When I wrote about my original fanless NUC project I mentioned that the mSATA SSD ran into the 70s even after I attached some tiny aftermarket heatsinks. This was really a sign of things to come: in “production” all of the temps on that machine were higher than I would have liked – not dangerously so, but just enough such that I wasn’t comfortable. So I kept my eye out for a replacement.
In 2015 we got fifth generation NUCs, and one of the models had the two identical display outputs that I wanted from the DC53427HYE. For this new NUC, Akasa also released the Newton S, which had maybe 150 percent of the cooling surface of the old Newton V and also supported regular 2.5″ hard drives! So it was once again time to try a new build.
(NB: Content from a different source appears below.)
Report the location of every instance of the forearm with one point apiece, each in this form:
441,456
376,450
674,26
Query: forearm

The NUC has gotten component upgrades and different port configurations over the various generations, but it fundamentally has not changed much. Even the current generation of NUC still has the same basic design and form factor as the first generation, and the prices have gone down a bit! It looks like the cheapest i3 kit in the current generation costs $240 whereas the first-gen equivalent was probably a bit over $300. Hooray for technology!
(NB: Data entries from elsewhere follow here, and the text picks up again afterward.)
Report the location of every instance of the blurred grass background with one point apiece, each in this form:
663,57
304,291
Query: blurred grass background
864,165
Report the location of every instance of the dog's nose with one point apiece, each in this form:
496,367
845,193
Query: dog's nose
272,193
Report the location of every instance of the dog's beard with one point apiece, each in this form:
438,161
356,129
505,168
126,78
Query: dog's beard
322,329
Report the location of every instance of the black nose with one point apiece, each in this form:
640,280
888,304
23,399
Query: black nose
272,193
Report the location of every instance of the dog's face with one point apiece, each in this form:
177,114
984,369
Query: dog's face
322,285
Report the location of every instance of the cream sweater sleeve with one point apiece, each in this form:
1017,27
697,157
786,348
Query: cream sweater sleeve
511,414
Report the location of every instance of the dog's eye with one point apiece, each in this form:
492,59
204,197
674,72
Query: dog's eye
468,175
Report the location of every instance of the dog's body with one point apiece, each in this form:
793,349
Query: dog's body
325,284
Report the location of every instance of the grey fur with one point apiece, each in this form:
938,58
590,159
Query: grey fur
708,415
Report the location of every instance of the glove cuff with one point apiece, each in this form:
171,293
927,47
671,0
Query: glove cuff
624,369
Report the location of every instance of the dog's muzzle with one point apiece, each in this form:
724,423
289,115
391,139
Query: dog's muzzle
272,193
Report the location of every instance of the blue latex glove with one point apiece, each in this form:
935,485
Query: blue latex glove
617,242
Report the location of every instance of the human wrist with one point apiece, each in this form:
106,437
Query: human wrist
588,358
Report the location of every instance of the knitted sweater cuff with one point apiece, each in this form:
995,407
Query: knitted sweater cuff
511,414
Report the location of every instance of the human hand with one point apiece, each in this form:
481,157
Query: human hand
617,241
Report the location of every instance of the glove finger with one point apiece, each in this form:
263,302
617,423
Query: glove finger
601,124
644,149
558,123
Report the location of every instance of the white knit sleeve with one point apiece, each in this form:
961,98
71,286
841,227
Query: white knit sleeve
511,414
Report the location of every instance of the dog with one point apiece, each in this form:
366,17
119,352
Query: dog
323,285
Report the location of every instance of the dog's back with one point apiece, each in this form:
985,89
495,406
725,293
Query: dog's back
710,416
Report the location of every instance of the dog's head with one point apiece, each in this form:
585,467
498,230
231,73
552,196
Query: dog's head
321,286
The specific kit I got to replace the DC53427HYE was the NUC5i3MYHE. The name is still very terrible and very specific. Originally I found the board by itself for what I thought was a cheap price, but the seller couldn’t fulfill the order, and then I was able to find the barebones kit at the same price. This model comes with the i3 5010U with an onboard HD Graphics 5000. One thing that tripped me up was that it only takes low-power DDR3 instead of standard voltage DDR3.
As for the new passive case, Newton S is basically the same thing as the Newton V, but longer. In that extra space they’ve thrown in mounting brackets for a 2.5″ drive. They’ve also added a front audio jack, which is really appreciated (though Intel also needed to add headers for those on the NUC board itself): on the DC53427HYE I had to use a USB audio adapter and that was really annoying. Assembling the system in the case was a non-issue, non-event.
The new machine probably cost about the same as the old one: something in the realm of $450 net. I say net because both times I ended up selling the stock NUC case and accessories for about $50. I sold the old DC53427HYE system for $350, which means that it only depreciated by about 25 percent in the first year of use – not bad at all.
Much like the first system, this system has been pretty much trouble free since day one, and the temps are much more reasonable. The machine is a year and a half old at the time of this writing and after hours of sustained light load the CPU and SSD temps are in the mid to upper 30s. I never see them go out of the 40s in normal use. You could probably add ten to fifteen degrees to both of those numbers for the old machine.
I suppose that’s all I have to say for now.